After meeting girl above, I became analytical of everything I put in my body, yet had no idea what the hell I was doing. Count calories or cut out carbs? Eat less at breakfast or at dinner? Should I skip lunch entirely? I kept a weight journal and became infatuated with dropping pounds. When I increased from 100 to 101 pounds, I was devastated to the point where I’d throw up a handful of cashews.
I really knew it was a problem during my sophomore year of high school when I almost passed out on the lacrosse field, my coach having to call my parents, and her telling me I had so much potential from last year and I could have been starting varsity. “Dreams”
came true, though, and I went to college and started varsity lacrosse.
I formed a better relationship with food and I thank the sun and warmth for such positive reinforcements - they were a needed change from the dreary NJ weather and symbol that a happy mindset encourages positive outcomes. But while I was eating more, my decisions consisted of pastas and pancakes with rootbeer floats on the side. To make matters harder, the girls on my team were obsessed with their body image and food intake, praising my skinny thighs and preaching Herbalife.
I’ve always been active but I have never been healthy, my environments having a lot of influence. It wasn't until the summer before my junior year of college that I stepped into my first box, CrossFit 643. I was surrounded by fit women and men and was at first very intimidated, but their encouragement was infectious and I knew quickly I had found my second home. I quit the toxic environment lacrosse gave me and immediately craved the competitive comraderie CrossFit afforded. I went into CrossFit with the same mindset as any other sport: work hard and beat the best to be the best. Except this time, I was set so far behind because my body lacked the fuel to even be considered a threat, the training bar too heavy to lift over head.

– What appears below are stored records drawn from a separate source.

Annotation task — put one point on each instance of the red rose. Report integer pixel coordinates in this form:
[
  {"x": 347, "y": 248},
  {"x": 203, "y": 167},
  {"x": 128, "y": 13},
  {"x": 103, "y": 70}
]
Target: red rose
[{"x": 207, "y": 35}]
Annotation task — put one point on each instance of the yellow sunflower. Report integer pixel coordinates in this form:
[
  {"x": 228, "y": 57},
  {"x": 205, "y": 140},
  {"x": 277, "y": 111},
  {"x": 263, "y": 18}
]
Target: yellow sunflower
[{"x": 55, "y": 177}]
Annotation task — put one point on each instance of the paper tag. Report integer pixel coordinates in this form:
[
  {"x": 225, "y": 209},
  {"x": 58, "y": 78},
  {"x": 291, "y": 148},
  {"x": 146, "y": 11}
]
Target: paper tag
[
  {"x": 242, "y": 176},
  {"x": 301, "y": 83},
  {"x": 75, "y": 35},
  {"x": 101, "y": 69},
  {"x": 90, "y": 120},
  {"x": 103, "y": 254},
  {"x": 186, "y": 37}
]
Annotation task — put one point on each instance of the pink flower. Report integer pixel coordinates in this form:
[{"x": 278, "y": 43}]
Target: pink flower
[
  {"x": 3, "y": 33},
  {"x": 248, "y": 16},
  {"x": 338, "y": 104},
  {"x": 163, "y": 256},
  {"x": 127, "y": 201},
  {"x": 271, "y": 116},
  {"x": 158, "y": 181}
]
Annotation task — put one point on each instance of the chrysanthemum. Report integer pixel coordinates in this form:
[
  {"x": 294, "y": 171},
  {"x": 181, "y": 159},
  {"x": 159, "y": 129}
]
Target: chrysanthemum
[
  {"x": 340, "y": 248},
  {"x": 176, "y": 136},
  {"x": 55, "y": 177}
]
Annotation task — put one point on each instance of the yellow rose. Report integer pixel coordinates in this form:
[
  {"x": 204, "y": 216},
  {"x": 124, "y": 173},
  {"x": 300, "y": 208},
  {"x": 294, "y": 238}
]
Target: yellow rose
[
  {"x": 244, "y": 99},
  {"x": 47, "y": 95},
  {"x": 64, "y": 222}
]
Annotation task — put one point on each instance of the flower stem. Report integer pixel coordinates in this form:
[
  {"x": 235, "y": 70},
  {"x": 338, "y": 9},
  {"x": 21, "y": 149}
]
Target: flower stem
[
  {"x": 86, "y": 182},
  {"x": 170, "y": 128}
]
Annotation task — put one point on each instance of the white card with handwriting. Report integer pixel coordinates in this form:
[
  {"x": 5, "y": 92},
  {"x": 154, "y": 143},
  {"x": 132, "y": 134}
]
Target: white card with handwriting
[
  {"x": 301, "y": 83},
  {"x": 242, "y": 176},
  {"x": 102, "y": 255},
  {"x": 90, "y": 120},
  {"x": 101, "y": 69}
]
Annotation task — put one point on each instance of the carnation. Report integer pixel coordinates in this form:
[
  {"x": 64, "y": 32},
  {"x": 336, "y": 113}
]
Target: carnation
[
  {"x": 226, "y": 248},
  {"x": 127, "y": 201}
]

The difference between CrossFit and other sport is that instead of being praised for being skinny, I was encouraged to get stronger. I was taught that it’s a process, not a race, and that my body is a temple that needs to be properly taken care of. My coaches and fellow athletes took the time to explain to me the importance of nutrition and supported my want to get better. I wasn’t looked at and compared to the media, but instead was shown potential and simple health principles. My role models changed from stick models to CrossFit athletes - the only way to reach their success was to put health first.
My war between food and body is coming to an end. While body image is still a daily battle for some CrossFitters, the mantra within boxes is steadfast - quality of life over appearance. The best part is that I still get to be competitive, I still get to be on a team, and I finally get to reach my body’s health potential with a support system unlike any other.